The FY02 budget resolution passed Wednesday by the House includes a provision to provide more money for agriculture--but the process caused a split between House Agriculture Chairman Combest and ranking member Charles Stenholm, D-Texas, and is pitting crop growers against livestock producers.

The measure would give agriculture access to the $514 billion Strategic Reserve Fund for both emergency spending for this year and for a higher budget allocation through 2011--if the House Agriculture Committee passes a bill to reauthorize the commodity title of the 1996 farm bill before July 11.

Combest in a statement Wednesday praised the House resolution.

"By summer, the Agriculture Committee will present a long-range commodity program based on the consensus of farm groups' specific plans that will determine the budget needs recommended by the Agriculture Committee," Combest said.

But Combest told Reuters Thursday that "if everything went right" the House Agriculture Committee could complete the entire farm bill by July 11. If not, he said work on the rest of the bill would continue after the July 11 deadline. Combest also said that he would not send "anything less than a full bill" to the House floor.

But the prospects for such speedy action on a full farm bill-- including nutrition, research, rural development and conservation titles--appear so unlikely that livestock groups are concerned about passage of a title benefiting crop producers without a title that benefits them.
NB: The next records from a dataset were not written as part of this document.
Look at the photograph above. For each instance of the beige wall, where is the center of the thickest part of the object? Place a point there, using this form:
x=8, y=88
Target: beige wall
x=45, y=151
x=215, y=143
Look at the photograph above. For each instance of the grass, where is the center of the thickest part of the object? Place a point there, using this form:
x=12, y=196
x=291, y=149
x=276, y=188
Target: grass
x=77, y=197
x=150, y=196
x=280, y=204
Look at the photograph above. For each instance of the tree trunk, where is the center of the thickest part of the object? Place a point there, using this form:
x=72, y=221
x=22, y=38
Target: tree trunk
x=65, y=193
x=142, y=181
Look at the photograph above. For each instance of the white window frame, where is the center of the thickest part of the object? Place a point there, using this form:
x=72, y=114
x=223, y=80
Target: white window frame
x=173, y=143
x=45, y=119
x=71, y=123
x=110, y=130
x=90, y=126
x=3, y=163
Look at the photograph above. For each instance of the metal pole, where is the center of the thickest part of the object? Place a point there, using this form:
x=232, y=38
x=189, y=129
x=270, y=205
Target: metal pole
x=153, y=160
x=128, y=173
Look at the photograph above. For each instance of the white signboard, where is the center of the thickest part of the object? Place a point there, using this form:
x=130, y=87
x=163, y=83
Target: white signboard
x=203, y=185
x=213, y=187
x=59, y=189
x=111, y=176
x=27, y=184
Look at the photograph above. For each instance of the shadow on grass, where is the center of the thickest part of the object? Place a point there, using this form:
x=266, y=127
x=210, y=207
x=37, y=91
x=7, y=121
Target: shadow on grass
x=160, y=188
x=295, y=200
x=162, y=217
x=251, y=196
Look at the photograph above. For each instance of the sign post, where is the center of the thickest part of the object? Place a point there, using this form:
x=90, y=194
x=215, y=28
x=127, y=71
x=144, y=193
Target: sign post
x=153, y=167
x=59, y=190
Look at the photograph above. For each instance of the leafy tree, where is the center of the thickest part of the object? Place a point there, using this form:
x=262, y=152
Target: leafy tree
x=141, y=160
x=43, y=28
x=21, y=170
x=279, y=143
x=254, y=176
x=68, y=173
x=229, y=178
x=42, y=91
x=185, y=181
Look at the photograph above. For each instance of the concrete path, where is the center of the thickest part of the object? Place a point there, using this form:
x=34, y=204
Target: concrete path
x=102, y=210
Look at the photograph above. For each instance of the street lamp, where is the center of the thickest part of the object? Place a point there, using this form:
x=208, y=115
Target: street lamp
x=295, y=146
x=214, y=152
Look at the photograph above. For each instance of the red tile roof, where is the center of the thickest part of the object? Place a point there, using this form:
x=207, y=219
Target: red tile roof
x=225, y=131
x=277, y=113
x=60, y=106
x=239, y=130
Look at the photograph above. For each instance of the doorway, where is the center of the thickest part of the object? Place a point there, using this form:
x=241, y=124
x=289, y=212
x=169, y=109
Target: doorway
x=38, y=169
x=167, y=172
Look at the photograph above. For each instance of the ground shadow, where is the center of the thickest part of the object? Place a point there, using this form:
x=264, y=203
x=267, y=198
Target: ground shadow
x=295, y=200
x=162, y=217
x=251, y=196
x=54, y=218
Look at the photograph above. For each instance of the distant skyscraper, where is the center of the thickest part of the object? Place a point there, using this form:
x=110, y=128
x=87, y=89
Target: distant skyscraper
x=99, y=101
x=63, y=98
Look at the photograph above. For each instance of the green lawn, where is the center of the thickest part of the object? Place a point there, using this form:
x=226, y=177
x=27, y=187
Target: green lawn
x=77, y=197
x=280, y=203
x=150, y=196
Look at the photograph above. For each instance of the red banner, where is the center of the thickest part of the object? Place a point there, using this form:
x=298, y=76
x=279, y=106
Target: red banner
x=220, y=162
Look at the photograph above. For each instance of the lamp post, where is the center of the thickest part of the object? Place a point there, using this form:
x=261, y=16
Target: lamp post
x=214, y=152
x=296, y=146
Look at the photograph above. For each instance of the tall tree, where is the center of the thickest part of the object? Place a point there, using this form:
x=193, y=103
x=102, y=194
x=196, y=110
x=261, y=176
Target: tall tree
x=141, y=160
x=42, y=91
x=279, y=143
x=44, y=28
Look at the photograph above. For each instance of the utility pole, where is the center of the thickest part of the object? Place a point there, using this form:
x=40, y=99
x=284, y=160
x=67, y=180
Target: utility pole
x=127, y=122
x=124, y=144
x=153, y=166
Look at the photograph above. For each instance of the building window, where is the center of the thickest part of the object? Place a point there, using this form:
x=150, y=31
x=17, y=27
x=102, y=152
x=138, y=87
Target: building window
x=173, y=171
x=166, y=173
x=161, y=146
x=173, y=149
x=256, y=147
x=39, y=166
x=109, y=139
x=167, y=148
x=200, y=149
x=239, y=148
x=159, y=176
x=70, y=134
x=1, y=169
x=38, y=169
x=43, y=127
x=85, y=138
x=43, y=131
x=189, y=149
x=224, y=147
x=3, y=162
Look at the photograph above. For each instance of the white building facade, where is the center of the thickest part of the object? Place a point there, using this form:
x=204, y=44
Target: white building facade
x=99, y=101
Leaders of groups such as the National Cattlemen's Beef Association and the National Pork Producers Council worry that there will not be enough money left to pay for the conservation programs they want in the farm bill. National Cattlemen's Beef Association lobbyist Chandler Keys said Thursday that livestock groups understand the pressures on the Agriculture Committee, but would request a "place marker" for conservation spending.

Agricultural lobbyists said they have been urged to trust Combest and House Budget Chairman Nussle, who wrote the provision, because the two chairmen are trying to obtain funds for agriculture.

In the Senate, neither Senate Agriculture Chairman Lugar nor ranking member Tom Harkin, D-Iowa, has shown interest in taking up the commodity title at an early point in the farm bill debate.

Senate Agriculture Committee staff director Keith Luse has told CongressDaily that Lugar is most likely to mark up either the conservation, research or rural development title this year, but wants to hold hearings on the range of titles in the bill.

Stenholm told a policy conference this week that he disagrees with the Combest and Nussle approach of passing a commodity title alone. Stenholm did not mention the livestock groups' opposition--but said the next farm bill must help address "water quality" issues to avoid a confrontation between "landowners and consumers" that could lead to restrictions on private property.